Stick an aether generator with no cap on it's power level and let it overload, then drop it into the gas giant. Not something made to release a focused aetheric energy wave, just something not built to build up to that much power and let it break down at random itself. The explosion will probably ignite the gas giant, but the thing is, that'll -still- basically cause it to turn into an expanding cloud rather than, say, a brown dwarf, simply because there's really very little middle ground between those two stages and they are entirely dependent on mass. You can't just pump enough energy into jupiter and get a new star, that's not how stars work.

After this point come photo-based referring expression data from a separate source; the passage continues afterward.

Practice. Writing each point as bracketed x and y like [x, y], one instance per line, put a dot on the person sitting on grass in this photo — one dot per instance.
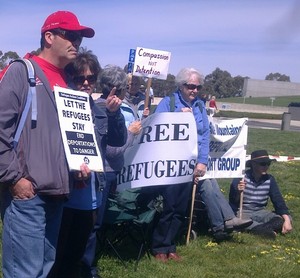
[257, 187]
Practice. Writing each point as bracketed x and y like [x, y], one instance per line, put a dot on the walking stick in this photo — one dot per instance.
[191, 213]
[241, 202]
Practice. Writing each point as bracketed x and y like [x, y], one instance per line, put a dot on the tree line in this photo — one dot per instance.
[219, 83]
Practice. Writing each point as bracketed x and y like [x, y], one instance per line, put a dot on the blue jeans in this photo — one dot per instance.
[259, 217]
[218, 208]
[175, 203]
[90, 250]
[29, 238]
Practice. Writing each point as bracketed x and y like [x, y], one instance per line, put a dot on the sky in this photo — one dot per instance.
[244, 37]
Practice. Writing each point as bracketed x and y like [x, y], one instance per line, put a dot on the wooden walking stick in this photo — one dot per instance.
[192, 211]
[241, 201]
[149, 82]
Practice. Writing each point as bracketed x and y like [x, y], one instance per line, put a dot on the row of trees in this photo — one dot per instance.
[219, 83]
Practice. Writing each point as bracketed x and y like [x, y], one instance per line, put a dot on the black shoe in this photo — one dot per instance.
[263, 231]
[221, 236]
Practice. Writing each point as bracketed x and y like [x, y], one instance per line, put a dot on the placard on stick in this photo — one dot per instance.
[77, 129]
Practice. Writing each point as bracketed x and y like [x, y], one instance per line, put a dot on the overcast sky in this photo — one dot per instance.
[244, 37]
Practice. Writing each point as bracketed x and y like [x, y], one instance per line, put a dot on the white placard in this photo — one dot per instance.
[163, 153]
[151, 63]
[77, 129]
[227, 148]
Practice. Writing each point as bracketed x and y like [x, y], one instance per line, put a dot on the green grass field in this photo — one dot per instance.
[278, 101]
[245, 256]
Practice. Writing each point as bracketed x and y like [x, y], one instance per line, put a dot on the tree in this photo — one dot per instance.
[221, 84]
[163, 88]
[278, 77]
[7, 57]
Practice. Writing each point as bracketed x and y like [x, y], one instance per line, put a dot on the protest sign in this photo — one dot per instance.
[164, 152]
[151, 63]
[77, 129]
[227, 152]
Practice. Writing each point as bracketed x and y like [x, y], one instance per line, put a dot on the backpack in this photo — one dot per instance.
[31, 100]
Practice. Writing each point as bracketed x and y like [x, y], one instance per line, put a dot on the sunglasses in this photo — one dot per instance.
[193, 86]
[80, 79]
[71, 36]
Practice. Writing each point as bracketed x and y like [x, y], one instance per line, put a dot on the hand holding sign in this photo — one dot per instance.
[113, 103]
[84, 172]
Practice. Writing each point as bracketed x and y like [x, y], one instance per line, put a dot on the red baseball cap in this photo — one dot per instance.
[67, 21]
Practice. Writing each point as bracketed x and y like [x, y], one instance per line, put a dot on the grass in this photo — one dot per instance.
[278, 101]
[245, 256]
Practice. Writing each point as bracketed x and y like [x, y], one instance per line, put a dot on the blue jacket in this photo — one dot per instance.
[200, 118]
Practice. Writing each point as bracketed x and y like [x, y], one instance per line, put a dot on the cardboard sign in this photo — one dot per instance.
[151, 63]
[77, 129]
[227, 148]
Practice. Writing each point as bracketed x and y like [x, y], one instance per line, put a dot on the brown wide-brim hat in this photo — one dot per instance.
[259, 156]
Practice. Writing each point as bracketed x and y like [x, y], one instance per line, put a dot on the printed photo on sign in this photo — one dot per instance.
[227, 148]
[77, 129]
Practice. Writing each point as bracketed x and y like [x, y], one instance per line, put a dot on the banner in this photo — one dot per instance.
[150, 63]
[164, 152]
[77, 129]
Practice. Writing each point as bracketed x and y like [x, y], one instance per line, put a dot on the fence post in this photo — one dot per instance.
[286, 121]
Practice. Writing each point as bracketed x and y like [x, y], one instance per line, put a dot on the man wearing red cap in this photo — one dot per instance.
[34, 176]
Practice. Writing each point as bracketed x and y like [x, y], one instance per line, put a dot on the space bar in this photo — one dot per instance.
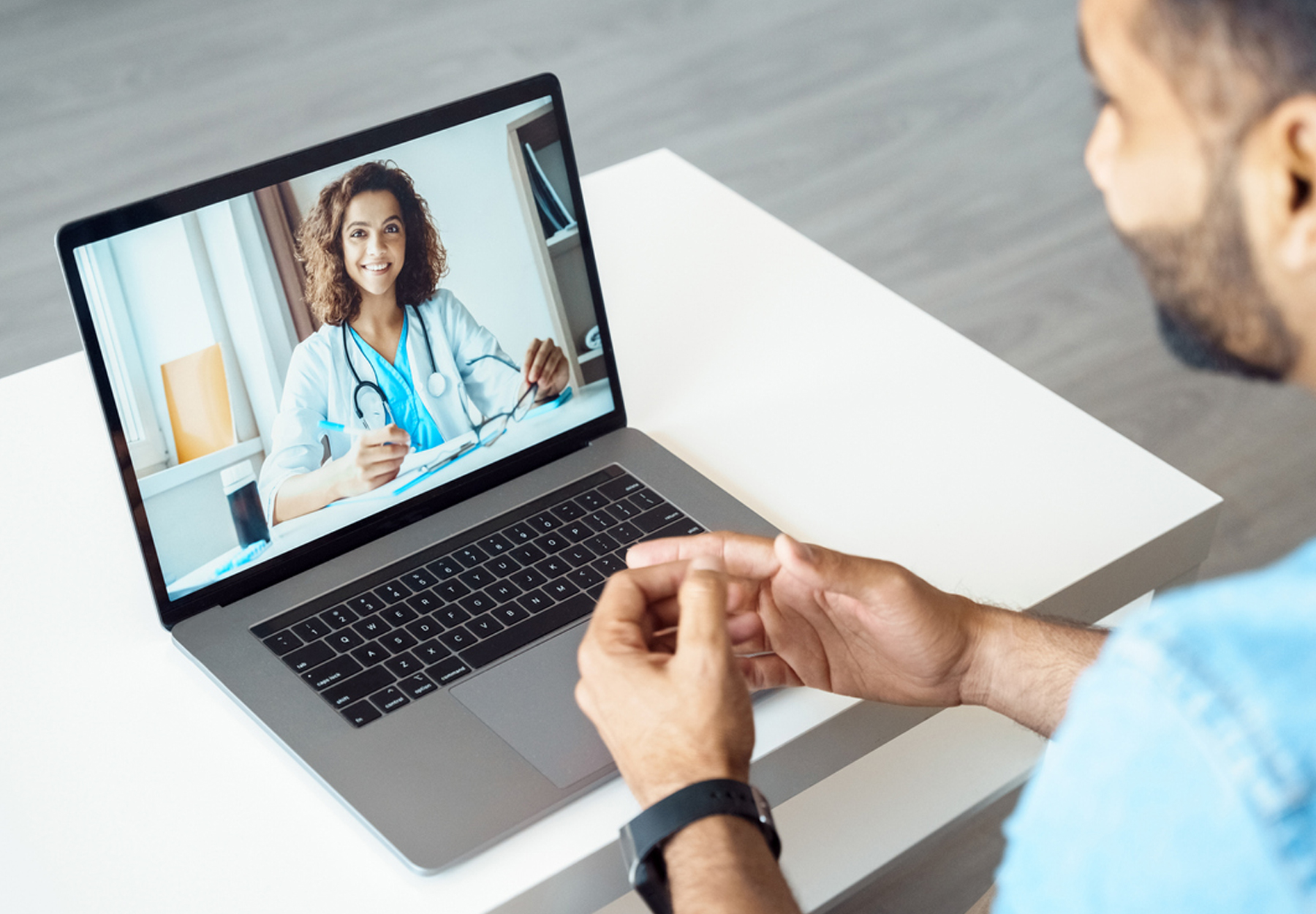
[518, 636]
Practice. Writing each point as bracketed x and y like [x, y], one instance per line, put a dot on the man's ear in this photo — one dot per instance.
[1293, 129]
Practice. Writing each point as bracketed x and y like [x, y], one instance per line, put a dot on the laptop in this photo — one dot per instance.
[411, 642]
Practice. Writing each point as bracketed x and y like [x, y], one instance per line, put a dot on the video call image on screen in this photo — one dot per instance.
[250, 404]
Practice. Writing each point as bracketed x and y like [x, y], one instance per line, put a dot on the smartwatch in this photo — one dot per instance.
[643, 838]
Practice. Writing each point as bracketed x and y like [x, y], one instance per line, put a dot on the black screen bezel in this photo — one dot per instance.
[245, 181]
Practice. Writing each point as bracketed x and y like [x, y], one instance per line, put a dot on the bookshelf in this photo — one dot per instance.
[541, 178]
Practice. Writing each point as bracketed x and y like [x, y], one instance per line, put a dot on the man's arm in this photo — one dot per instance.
[677, 717]
[875, 630]
[1024, 667]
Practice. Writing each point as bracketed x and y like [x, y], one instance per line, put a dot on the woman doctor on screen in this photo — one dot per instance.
[395, 358]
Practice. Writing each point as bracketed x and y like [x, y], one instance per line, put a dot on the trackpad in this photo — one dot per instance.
[529, 701]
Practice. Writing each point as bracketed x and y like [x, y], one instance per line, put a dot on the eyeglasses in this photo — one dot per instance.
[494, 427]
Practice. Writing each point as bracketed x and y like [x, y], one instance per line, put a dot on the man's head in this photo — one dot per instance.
[1204, 149]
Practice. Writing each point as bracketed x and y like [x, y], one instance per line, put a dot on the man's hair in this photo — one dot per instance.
[1233, 61]
[330, 292]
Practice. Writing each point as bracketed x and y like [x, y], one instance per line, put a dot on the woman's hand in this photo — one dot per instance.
[375, 458]
[545, 365]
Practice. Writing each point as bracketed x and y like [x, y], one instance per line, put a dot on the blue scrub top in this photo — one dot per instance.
[395, 379]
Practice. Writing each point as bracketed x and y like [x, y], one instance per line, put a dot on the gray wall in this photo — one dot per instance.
[936, 146]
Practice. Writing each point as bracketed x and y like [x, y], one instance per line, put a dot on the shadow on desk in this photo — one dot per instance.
[945, 874]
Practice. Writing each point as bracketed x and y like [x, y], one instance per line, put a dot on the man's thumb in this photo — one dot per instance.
[825, 569]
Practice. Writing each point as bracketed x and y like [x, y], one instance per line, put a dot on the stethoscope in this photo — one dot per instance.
[436, 384]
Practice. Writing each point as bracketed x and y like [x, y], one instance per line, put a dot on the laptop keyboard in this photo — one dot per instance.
[390, 639]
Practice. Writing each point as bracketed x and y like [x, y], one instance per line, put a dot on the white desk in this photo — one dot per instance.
[822, 399]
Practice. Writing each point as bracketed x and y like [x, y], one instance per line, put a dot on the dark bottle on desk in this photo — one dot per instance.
[245, 503]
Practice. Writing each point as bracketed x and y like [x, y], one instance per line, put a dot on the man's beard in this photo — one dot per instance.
[1212, 310]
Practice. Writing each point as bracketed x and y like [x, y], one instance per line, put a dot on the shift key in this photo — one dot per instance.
[358, 687]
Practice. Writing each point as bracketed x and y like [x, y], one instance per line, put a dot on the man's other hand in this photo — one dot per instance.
[669, 717]
[836, 622]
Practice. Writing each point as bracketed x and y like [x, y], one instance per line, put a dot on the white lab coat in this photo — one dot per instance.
[320, 386]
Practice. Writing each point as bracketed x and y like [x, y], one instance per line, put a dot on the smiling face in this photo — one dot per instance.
[1169, 164]
[374, 243]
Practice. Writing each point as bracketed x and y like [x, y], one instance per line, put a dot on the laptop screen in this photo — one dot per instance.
[289, 360]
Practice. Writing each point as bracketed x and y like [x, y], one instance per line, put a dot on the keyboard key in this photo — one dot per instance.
[585, 577]
[309, 656]
[559, 589]
[577, 531]
[600, 519]
[485, 626]
[658, 518]
[518, 636]
[399, 614]
[477, 603]
[431, 652]
[623, 485]
[553, 567]
[477, 578]
[366, 603]
[684, 527]
[578, 556]
[340, 616]
[368, 655]
[503, 590]
[403, 664]
[623, 510]
[447, 671]
[608, 565]
[358, 687]
[528, 555]
[344, 641]
[361, 714]
[534, 601]
[526, 578]
[592, 499]
[417, 685]
[645, 499]
[452, 616]
[495, 545]
[394, 592]
[390, 700]
[511, 614]
[398, 641]
[470, 556]
[502, 565]
[552, 543]
[542, 523]
[520, 534]
[336, 671]
[420, 580]
[452, 590]
[625, 534]
[371, 627]
[444, 568]
[602, 544]
[457, 639]
[311, 630]
[426, 603]
[283, 642]
[567, 511]
[426, 627]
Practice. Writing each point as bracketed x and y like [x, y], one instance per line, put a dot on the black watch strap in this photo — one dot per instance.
[643, 836]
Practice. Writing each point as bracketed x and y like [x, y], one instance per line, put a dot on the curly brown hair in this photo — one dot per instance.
[332, 295]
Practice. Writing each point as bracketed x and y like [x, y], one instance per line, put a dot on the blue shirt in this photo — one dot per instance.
[1184, 776]
[395, 379]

You have to get the core pressure high enough from simple gravity to start nuclear fusion going in a runaway process and that's a matter of mass, matter composition, gravity, and pressure, not just heat.
Igniting a gas giant would, basically, just be setting off a bomb to kill practically everything in that particular solar system depending on how dense the cloud remained when any other planets swung through that area, assuming the sudden change in gravity didn't utterly fuck the orbits of everything involved.
Would this kill the -star-?
No. It wouldn't even explode the planets provided they weren't directly next door. It'd not be something full nova strength, it'd be ranging up to that point, but not that high. Even a star going nova won't actually DUST a planet if the planet isn't close enough or the star isn't dense enough. Blast the atmosphere and a good layer of the crust off, yes, but there'll be a planet still there.
Stars would be destabilized, centuries shaved off their total life span, stellar activity enormously increased, more flares, acting a lot more like a very young star.